Os primeiros sintomas da doença acontecem com a Sífilis Primária, que é uma lesão rasa única no pênis ou na vulva, uma úlcera sem secreção, que pode durar semanas e desparecer espontaneamente.

“Quando a lesão some entramos no processo de Sífilis Secundária, que não apresenta sintomas genitais, mas pode provocar dores nas articulações e hiperemia (vermelhidão) na pele. Além disso, a enfermidade pode causar febre, emagrecimento, entre outros sintomas”, ensina o doutor Danilo Galante.

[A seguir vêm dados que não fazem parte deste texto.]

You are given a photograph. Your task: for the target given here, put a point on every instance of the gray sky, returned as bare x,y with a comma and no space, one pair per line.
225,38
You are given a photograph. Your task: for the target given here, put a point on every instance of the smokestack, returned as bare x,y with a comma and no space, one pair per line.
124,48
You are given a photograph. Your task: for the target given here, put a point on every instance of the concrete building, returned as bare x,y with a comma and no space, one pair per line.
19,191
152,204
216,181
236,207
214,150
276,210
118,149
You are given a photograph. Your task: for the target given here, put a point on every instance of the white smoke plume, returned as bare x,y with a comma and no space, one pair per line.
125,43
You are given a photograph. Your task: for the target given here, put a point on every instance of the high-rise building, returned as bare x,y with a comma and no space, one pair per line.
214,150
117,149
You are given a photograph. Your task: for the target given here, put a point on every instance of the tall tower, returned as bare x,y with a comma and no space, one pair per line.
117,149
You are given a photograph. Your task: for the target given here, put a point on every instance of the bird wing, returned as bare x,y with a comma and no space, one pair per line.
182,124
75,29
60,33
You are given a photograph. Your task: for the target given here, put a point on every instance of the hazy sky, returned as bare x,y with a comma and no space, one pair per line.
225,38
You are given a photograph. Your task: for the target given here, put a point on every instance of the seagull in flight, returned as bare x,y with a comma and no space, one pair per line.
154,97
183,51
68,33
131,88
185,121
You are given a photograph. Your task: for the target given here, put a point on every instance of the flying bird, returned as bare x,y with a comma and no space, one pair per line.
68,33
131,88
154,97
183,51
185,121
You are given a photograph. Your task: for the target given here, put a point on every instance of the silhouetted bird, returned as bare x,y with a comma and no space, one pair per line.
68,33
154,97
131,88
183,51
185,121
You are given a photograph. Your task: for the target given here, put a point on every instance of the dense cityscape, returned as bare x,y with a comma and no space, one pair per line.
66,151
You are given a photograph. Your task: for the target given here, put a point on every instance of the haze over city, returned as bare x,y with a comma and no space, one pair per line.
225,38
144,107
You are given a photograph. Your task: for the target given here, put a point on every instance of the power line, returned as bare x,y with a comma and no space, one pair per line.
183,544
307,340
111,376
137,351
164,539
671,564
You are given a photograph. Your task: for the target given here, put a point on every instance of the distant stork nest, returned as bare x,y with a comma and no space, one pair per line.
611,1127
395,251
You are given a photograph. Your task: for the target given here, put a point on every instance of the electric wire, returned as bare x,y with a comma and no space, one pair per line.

O tratamento é feito à base de penicilina benzotina (Benzetacil) com aumento de doses conforme a Sífilis avança.

O médico alerta que a incidência de Sífilis aumentou com o controle do HIV mais efetivo. “O PREP é um tratamento que previne muito o HIV. Com isso, muita gente deixou de usar o preservativo e começou a contrair outras DSTs”, alerta ele.

O especialista ainda afirma que não considera que o Ministério da Saúde esteja fazendo um trabalho eficaz no que se refere à prevenção da doença. “Muito pelo contrário, tivemos um aumento expressivo de Sífilis e DSTs nos últimos anos”, advertiu.

A Sífilis Congênita, adquirida inicialmente pela mãe e que passa para o seu filho (a) uma vez que não recebeu tratamento, pode afetar a visão, a audição, e em alguns casos levar à cegueira ou surdez, além de atraso no desenvolvimento da criança.